You encounter this phenomenon if you go on a seesaw as well. Sit near the edge and you will make the seesaw accelerate faster.
Torque is perpendicular to the rotation by definition. I don't think there is much physical meaning to the fact that torque is perpendicular the rotation, but it fits in with the angular velocity also being defined perpendicular to the rotation.

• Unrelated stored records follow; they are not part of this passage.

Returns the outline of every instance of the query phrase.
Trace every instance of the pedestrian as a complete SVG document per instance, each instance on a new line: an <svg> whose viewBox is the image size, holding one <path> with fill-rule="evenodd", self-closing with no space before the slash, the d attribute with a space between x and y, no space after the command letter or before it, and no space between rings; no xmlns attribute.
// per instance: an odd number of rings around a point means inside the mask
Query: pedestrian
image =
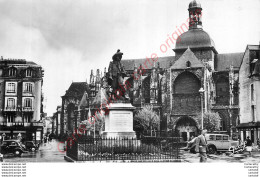
<svg viewBox="0 0 260 177"><path fill-rule="evenodd" d="M202 130L201 135L196 139L196 153L200 153L200 162L207 162L207 130Z"/></svg>
<svg viewBox="0 0 260 177"><path fill-rule="evenodd" d="M252 140L249 138L249 136L246 138L246 151L249 152L249 155L251 156Z"/></svg>
<svg viewBox="0 0 260 177"><path fill-rule="evenodd" d="M49 135L49 140L52 141L52 134Z"/></svg>
<svg viewBox="0 0 260 177"><path fill-rule="evenodd" d="M43 141L44 141L44 144L47 143L47 137L46 137L46 135L44 135Z"/></svg>
<svg viewBox="0 0 260 177"><path fill-rule="evenodd" d="M260 140L259 140L259 138L257 138L256 144L257 144L257 148L260 149Z"/></svg>

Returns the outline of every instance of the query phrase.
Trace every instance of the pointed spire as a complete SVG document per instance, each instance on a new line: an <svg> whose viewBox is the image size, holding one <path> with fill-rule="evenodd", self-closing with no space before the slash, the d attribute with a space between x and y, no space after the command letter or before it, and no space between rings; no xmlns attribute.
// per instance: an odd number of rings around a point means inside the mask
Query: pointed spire
<svg viewBox="0 0 260 177"><path fill-rule="evenodd" d="M97 72L96 72L96 83L100 83L100 73L99 73L99 69L97 69Z"/></svg>
<svg viewBox="0 0 260 177"><path fill-rule="evenodd" d="M89 84L94 84L94 83L95 83L95 81L94 81L93 69L91 69Z"/></svg>

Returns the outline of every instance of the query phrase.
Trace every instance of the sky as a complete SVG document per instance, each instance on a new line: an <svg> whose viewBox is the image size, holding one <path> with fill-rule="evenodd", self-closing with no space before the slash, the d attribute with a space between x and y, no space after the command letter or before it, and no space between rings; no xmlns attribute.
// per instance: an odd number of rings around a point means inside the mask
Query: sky
<svg viewBox="0 0 260 177"><path fill-rule="evenodd" d="M45 112L51 116L72 82L123 59L173 56L161 44L188 18L191 0L0 0L0 56L45 70ZM244 52L260 41L260 0L200 0L203 29L218 53Z"/></svg>

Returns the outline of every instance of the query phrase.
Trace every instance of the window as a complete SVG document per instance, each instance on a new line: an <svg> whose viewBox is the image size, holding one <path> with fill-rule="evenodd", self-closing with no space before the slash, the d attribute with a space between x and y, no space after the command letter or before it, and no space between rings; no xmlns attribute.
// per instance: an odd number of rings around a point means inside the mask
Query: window
<svg viewBox="0 0 260 177"><path fill-rule="evenodd" d="M250 75L253 74L256 66L256 62L259 58L259 52L257 50L250 50L249 52L249 67L250 67Z"/></svg>
<svg viewBox="0 0 260 177"><path fill-rule="evenodd" d="M214 140L214 137L215 137L214 135L210 135L209 140Z"/></svg>
<svg viewBox="0 0 260 177"><path fill-rule="evenodd" d="M32 107L32 99L31 98L25 98L24 99L24 107L25 108L31 108Z"/></svg>
<svg viewBox="0 0 260 177"><path fill-rule="evenodd" d="M255 122L255 106L251 106L252 121Z"/></svg>
<svg viewBox="0 0 260 177"><path fill-rule="evenodd" d="M228 140L228 136L223 136L223 140Z"/></svg>
<svg viewBox="0 0 260 177"><path fill-rule="evenodd" d="M16 68L9 68L8 75L9 76L16 76Z"/></svg>
<svg viewBox="0 0 260 177"><path fill-rule="evenodd" d="M27 69L27 70L25 71L25 76L26 76L26 77L32 77L32 74L33 74L33 71L32 71L31 69Z"/></svg>
<svg viewBox="0 0 260 177"><path fill-rule="evenodd" d="M26 92L26 93L32 93L33 84L32 83L25 83L23 91Z"/></svg>
<svg viewBox="0 0 260 177"><path fill-rule="evenodd" d="M7 99L7 108L15 108L15 99L14 98L8 98Z"/></svg>
<svg viewBox="0 0 260 177"><path fill-rule="evenodd" d="M12 123L14 122L14 119L15 119L15 114L7 114L6 115L6 120L7 120L7 123Z"/></svg>
<svg viewBox="0 0 260 177"><path fill-rule="evenodd" d="M217 135L216 136L216 140L222 140L222 136L221 135Z"/></svg>
<svg viewBox="0 0 260 177"><path fill-rule="evenodd" d="M254 101L254 84L251 84L251 101Z"/></svg>
<svg viewBox="0 0 260 177"><path fill-rule="evenodd" d="M190 66L191 66L190 61L187 61L187 62L186 62L186 67L187 67L187 68L190 68Z"/></svg>
<svg viewBox="0 0 260 177"><path fill-rule="evenodd" d="M15 83L7 83L7 93L16 93L16 84Z"/></svg>
<svg viewBox="0 0 260 177"><path fill-rule="evenodd" d="M24 113L23 122L30 123L33 118L33 114Z"/></svg>

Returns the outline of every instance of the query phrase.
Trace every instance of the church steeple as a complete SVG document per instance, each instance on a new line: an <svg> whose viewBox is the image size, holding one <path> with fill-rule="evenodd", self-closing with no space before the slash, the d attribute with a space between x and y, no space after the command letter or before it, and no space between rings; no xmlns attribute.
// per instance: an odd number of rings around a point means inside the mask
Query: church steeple
<svg viewBox="0 0 260 177"><path fill-rule="evenodd" d="M202 28L202 8L201 4L193 0L189 4L189 30L194 28Z"/></svg>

A: What you are experiencing is the effective mass of the swinging door at the point of contact. The calculate this value use the linear and angular equations of motion (starting at rest). Sum of forces equals mass $m$ times acceleration at c.g. $a_\textrm{cg}$, and sum of moments about c.g. equals inertia $I_\textrm{cg}$ times angular acceleration $\alpha$
$$ F + R = m\, a_\textrm{cg} = m \left( \frac{L}{2} \alpha \right) \\ \left(x-\frac{L}{2}\right) F - \frac{L}{2} R = I_\textrm{cg} \alpha $$
where $F$ is the applied force (you) at a distance $x$ from hinges and $R$ is the hinge reaction force. The linear acceleration at the point of contact is $a = x\,\alpha$
The above is solved as
$$ F = \left( \frac{I_\textrm{cg}}{x^2} + \frac{m L^2}{4 x^2} \right) a
\\   R = \left( \frac{m L}{2 x} - \left( \frac{I_\textrm{cg}}{x^2} + \frac{m L^2}{4 x^2} \right) \right) a $$
So the effective mass is $F = m_\textrm{eff}\,a$
  $$ m_\textrm{eff} = \left( \frac{I_\textrm{cg}}{x^2} + \frac{m L^2}{4 x^2} \right) $$
and the rection $R = \left(\frac{m L}{2 x}-m_\textrm{eff}\right) a$
As a result the closer to the hinges you push (smaller $x$) the higher the effective mass. Also note that when $x=\frac{L}{2}+\frac{2 I_\textrm{cg}}{m L}$ the reaction force is zero and $x$ is the center of percussion of the door.